Kyle McGetrick (left) and Chris Puglisi
Courtesy Photo

What began as a simple Caribbean hook-and-ring game has now washed up on Santa Barbara shores as a nationally successful mobile application and mass-market physical product available to consumers.

Tiki Toss, a game of dexterity and finesse, has been played for decades outside bars and on beaches in tropical locales, but S.B. businesspeople Kyle McGetrick and Chris Puglisi—under the company name Mellow Militia—have brought the game to widespread attention, first with a relatively simple iPhone app that drew favorable comparisons to Paper Toss, the popular mobile game that has a somewhat similar mechanic.

The game’s objective is to land a metal ring on a hook, usually attached horizontally to a flat vertical surface. The ring, however, is tied to a string attached overhead approximately four feet from the hook, forcing the player to accurately swing the metal ring in an arc. The iPhone mechanic allows the player to use the phone’s touchscreen to position the ring and control the speed and direction of the arc, while a realistic physics engine governs the object’s reactions.

After the success of the digital application, which has logged more than 250,000 downloads, McGetrick and Puglisi realized the game could be marketed to a larger audience as a physical product. The result, a combination of their backyard designs and simple hardware materials, was a huge hit at East Coast surf expos, where McGetrick and Puglisi often set up shop in a space shared with Surfers Healing, a charitable organization to which they had strong ties.
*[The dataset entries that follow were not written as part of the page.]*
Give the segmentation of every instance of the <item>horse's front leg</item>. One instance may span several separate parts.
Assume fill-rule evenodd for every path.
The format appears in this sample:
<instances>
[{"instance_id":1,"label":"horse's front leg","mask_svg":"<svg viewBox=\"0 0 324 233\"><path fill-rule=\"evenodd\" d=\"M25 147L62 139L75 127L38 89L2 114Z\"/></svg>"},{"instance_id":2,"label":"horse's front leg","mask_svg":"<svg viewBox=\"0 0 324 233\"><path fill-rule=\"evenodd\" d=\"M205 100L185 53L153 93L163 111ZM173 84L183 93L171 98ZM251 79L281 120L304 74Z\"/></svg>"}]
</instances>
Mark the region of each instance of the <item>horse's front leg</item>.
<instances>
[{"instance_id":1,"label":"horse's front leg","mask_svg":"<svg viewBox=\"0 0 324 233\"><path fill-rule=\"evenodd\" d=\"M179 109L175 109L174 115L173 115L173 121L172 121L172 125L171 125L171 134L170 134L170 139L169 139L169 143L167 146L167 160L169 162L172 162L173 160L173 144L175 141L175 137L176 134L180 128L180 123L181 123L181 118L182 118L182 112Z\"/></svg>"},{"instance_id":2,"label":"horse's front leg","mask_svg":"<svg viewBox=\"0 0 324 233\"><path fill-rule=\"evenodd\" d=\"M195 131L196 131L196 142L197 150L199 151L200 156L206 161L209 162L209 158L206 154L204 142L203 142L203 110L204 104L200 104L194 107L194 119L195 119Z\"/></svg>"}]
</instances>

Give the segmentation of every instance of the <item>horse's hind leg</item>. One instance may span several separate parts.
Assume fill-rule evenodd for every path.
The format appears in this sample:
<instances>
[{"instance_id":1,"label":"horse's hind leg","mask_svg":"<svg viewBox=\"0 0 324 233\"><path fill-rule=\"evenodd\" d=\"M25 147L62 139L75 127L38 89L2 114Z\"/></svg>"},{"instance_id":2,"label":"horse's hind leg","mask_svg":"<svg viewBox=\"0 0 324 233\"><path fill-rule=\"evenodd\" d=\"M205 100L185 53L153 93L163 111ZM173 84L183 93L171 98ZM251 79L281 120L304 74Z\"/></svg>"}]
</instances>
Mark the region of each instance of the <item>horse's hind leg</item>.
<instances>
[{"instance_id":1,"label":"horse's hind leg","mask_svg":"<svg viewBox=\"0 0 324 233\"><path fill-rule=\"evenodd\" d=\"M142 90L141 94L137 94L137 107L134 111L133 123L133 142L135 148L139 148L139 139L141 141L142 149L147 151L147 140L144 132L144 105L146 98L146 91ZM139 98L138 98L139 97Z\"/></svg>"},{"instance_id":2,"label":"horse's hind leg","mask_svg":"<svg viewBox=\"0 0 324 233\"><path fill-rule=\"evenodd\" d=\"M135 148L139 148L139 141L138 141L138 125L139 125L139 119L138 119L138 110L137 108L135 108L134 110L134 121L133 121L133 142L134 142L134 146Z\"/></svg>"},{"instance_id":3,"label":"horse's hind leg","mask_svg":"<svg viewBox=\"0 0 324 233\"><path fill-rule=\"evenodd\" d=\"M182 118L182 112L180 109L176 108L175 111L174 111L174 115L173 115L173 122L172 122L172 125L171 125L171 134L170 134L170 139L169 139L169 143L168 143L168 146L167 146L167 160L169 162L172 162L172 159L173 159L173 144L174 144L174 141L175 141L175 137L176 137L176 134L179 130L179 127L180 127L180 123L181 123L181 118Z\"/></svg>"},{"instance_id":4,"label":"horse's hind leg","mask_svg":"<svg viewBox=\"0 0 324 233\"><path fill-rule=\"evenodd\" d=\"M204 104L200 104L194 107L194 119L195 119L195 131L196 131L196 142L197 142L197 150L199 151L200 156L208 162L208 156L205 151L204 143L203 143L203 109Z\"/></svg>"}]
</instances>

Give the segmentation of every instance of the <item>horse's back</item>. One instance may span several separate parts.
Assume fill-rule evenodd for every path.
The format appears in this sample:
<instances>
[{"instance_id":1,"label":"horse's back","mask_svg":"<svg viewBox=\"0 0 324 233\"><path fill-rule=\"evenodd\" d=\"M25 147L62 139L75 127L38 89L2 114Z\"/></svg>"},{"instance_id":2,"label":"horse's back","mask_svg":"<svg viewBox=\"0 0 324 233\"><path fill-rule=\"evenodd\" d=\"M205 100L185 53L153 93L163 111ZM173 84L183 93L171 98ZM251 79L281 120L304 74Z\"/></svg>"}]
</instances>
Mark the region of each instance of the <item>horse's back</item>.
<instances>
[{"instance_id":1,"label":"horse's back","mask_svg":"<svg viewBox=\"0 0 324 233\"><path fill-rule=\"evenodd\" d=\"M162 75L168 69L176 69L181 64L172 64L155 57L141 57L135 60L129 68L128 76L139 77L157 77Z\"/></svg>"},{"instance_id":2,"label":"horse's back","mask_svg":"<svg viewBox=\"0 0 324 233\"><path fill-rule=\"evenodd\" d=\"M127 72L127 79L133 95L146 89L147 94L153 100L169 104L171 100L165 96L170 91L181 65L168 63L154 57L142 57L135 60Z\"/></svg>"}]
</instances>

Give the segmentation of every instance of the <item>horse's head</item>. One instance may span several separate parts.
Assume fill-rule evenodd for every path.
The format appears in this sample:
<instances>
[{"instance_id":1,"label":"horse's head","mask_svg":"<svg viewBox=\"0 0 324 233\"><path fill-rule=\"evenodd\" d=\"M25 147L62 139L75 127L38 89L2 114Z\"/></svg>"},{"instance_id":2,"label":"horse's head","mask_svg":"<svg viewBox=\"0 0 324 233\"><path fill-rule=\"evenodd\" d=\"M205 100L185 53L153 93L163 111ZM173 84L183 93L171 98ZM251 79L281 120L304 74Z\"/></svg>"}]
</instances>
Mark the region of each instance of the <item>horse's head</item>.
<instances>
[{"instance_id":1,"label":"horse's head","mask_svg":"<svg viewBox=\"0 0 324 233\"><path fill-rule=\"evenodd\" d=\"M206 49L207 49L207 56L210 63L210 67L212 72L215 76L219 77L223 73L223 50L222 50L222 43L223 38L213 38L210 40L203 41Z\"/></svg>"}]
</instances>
As the retail sales of the three-dimensional Tiki Toss took off and the digital app remained successful, McGetrick and Puglisi decided to leave their careers in Florida and relocate to Santa Barbara. They connected with ads agencies in Hollywood, getting their game included in sets of TV shows like Two and a Half Men and Californication.

Both men noted that their success was due in a large part to an active and supportive group of friends and family—several of the songs featured on the digital app’s popular soundtrack were composed by a personal friend, and the majority of the early physical products were packaged and assembled by hand at home.

Currently, sales only seem to be rising; more than 15,000 Tiki Toss games have sold so far, and McGetrick expects the number to triple in 2012. “We’ve really built it on the backs of ourselves, working all hours a day, and it’s been really nice seeing that organic grassroots kind of growth,” he said.

“The momentum is just huge right now; a lot of the [retailer’s] accounts come in with a small first order, and then they just get bigger and bigger,” Puglisi added.

After getting settled in Santa Barbara, Puglisi and McGetrick tacked up a board at the Endless Summer bar’s outdoor seating area. Though well placed to cash in on the board game market, Puglisi and McGetrick’s Mellow Militia brand continues to develop iPhone apps and is in the process of releasing a new photo-sharing application.